Have I enjoyed the challenge? Not particularly. Having one's aspirations and hard work met with crushing apathy is not an experience I can describe as pleasurable, or satisfying in any remote or even masochistic way. I really wanted to be successful. I wanted to do this thing that almost no one else had done.
Later this year I'll be publishing an as yet untitled book by a local poet named Dennis Gulling. I haven't begun design on the book yet, but I am envisioning it as a movie-noir type of feel with illustrations by my creative partner Jenny of Tiny Drawings and Rockford Illustrating. It's actually quite a good book in the Outlaw poetry tradition of Todd Moore, of whom Gulling admits to be a protege. I anticipate Jenny and I will have some fun when we get down to the work of designing it.
The difficult part of the process, as anyone knows, is marketing and sales. Poetry is a product people have been trained from early youth to believe they just don't understand, like, or want. Overcoming those preconceptions and resistance in a prospective audience is virtually impossible. Occasionally a celebrity will sell a few thousand copies of a poetry book, and on very rare occasions a poetry book will become a popular thing to be seen pretending to read in public, but poetry itself has never been particularly liked by the public.
So, you may ask the obvious: why not sell to poets? After I stop laughing long enough to type out a coherent response I'll explain poets don't buy poetry. Few of them even read it. This is readily apparent to anyone who has edited a poetry publication. I'd like to be diplomatic about this, but there is no group of people on this planet more underservedly convinced of their own grandiose and utterly unshared high opinion of themselves than poets. Even the bad ones, which is almost all of them, feel what they are doing is sanctioned by the gods themselves, and by the very virtue of scribbling a few lines in a notebook they have complete and lifelong immunity from showing even the remotest respect for the craft, let alone study it or, god forbid, buy a book. I have never made an attempt to sell poetry to poets because I'm not that particular brand of stupid. Fact is, I don't really care for poets, I have none on my Facebook friend's list, and I only know two in real life. The best poets I have met outgrow it and do something useful with their lives.

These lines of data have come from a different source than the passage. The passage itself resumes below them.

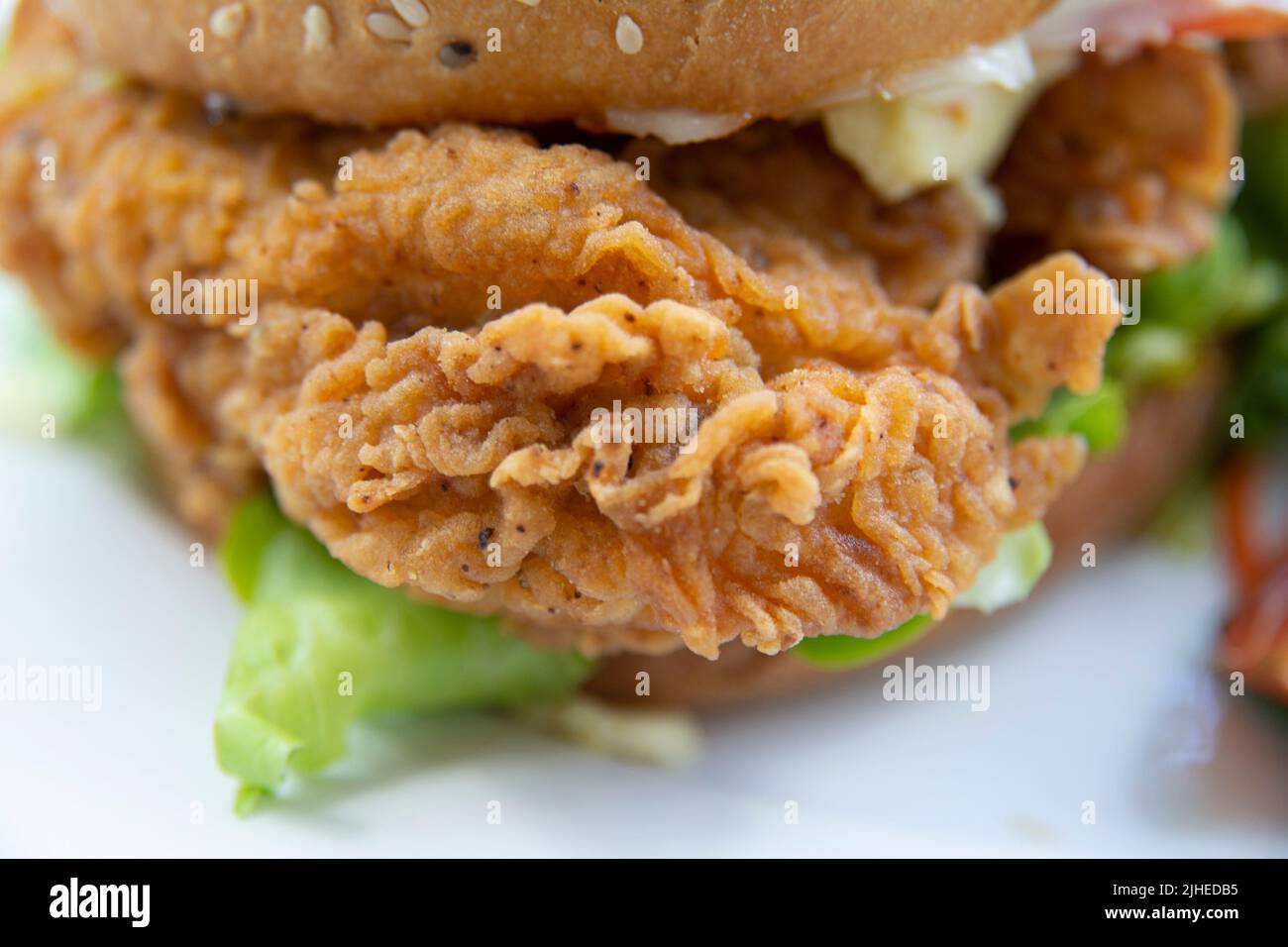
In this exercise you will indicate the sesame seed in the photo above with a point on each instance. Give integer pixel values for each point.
(317, 29)
(630, 38)
(228, 21)
(386, 26)
(412, 11)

Yet knowing that after having undertaken the task of publishing a very complex book like Iced Cream by local artist extraordinaire Jesus Abraham Correa, and having outputted a spectacular product, that I am unable to find the audience I know is there for that work haunts me. That is my failure. These books I'm publishing, and am about to publish, deserve a better effort and result from their publisher. I can't allow learned helplessness to overtake me. I know the audience exists. I also know it is a niche audience, but they are out there. Jenny who does Mermaids of America will often see me hunched over the computer too many hours in a day and chide me that I'm wasting a beautiful day, and I'd really like to quit poetry. I mean that in the worst way. Like the Bukowski poem where he laments he'd rather be a good pool player or anything but a poet, I feel the same lament. Why me? I'm a relatively intelligent person. Had I spent this much time and effort on almost anything else in this Universe it's likely I'd be a much more successful person.

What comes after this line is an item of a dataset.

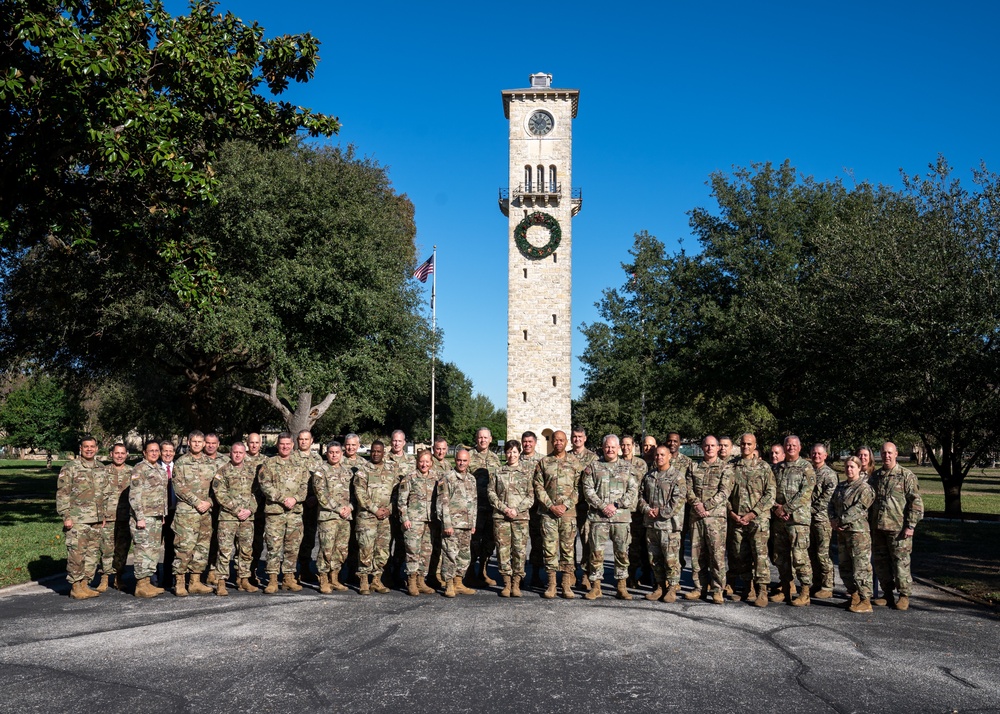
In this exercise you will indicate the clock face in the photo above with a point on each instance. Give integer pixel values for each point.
(540, 123)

Poet and publisher Thomas L. Vaultonburg punching a shark who didn't buy a poetry book |
Quitting Poetry
The Muse doesn’t look
Up when I turn in
My final assignment,
A poem titled
Mollusks Are Forever.
As I turn to leave
I can swear I see
A flash of thigh
As she purrs icily
“You’ll be back
When you see
The Fall Schedule.”
It's probably quite a bit of the problem that I haven't asked you to buy anything in this blog. I know you can see there are links in the margins to buy things, but I just can't spend my days begging people to buy a product I knew they didn't want when I made it, then be constantly angry and bitter that they didn't buy it. I suppose I should put a link to something in here just for fun, but I'm not sure why. Oh, and a picture of something.